The server / application monitoring field is filled with lots of options these days. The solutions vary greatly with feature set and management in mind.
There are various parameters distinguishing between these systems:
- Hosted (CloudKick, ServerDensity, CloudWatch, RevelCloud and others) vs Installed (Nagios, Munin, Ganglia, Cacti)
- Hosted solutions pricing plans use varied parameters such as price/server, price/metric, retention policy, # of metrics tracked, realtime-ness, etc.
- Poll based method – where collecting server polls the other servers/service vs.
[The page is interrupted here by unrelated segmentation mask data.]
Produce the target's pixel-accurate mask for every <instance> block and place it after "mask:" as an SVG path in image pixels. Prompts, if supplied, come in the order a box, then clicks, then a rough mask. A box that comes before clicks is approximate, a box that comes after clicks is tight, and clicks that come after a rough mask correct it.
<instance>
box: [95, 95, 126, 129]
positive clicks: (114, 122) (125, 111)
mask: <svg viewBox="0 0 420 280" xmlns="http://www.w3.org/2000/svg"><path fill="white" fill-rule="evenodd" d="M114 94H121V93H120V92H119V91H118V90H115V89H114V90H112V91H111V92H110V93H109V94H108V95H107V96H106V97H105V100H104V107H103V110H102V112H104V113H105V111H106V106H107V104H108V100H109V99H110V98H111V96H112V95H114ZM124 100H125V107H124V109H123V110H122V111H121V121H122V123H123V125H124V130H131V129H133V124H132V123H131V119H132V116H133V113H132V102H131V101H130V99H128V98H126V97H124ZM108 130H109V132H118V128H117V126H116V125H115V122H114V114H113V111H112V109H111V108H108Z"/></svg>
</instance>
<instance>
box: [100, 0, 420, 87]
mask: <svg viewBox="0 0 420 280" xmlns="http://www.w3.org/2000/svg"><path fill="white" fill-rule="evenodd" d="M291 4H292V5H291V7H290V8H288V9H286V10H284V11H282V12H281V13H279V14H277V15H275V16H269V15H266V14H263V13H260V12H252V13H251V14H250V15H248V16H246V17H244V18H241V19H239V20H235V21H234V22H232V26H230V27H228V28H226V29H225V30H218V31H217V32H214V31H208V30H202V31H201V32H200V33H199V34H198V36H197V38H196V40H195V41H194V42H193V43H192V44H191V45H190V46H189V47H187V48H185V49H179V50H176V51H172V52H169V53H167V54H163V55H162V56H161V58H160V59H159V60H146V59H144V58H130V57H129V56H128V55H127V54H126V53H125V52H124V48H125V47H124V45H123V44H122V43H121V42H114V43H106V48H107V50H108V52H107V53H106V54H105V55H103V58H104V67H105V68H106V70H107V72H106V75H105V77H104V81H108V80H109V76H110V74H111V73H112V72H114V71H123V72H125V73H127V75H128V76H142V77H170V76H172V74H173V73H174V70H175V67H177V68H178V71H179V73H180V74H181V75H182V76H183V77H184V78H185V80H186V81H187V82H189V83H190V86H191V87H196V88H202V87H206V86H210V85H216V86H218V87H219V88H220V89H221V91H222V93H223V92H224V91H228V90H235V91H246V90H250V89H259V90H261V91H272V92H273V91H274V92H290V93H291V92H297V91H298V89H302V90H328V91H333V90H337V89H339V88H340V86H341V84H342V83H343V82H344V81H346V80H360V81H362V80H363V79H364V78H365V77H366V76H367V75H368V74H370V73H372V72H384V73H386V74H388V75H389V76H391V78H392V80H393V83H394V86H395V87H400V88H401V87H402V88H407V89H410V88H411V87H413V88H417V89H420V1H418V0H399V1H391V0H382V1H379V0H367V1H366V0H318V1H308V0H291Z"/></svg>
Push – where you have a client on the server that pushes locally collected data to logging/monitoring server
- Allowing custom metrics – not all systems allows monitoring, plotting, sending and alert on custom data (at least not in a easy manner)
My ideal monitoring system for any application that have servers running in the background should have the following features:
- Hosted – for when it doesn’t make sense for me to run the operations of this
- Open Source – for when the sweet spot leans towards me taking control of the operations and management of collecting my own statistics with a CLEAR path of migration between the hosted solution and my installed one
- Suitable for a cloud / virtual server environment – where servers go up and down and each server simply reports its data to the monitoring system without the need to pre-register it with the system. This suggests a small client running on each machine collecting local stats and relaying it to a central system
- Supports custom metrics – allowing me to add whatever stats I want be it operational (CPU, network bandwidth, disk space) or application related (such as number of sign ups or a specific function run time in milliseconds)
- Understand more than numbers – not all stats are equal. Some are counters which I just want to say “increment” or “decrement”. Others are single data points that I need to simply store. Others are special data points with a unit of measure (such as “milliseconds”, “Bytes/second”, etc)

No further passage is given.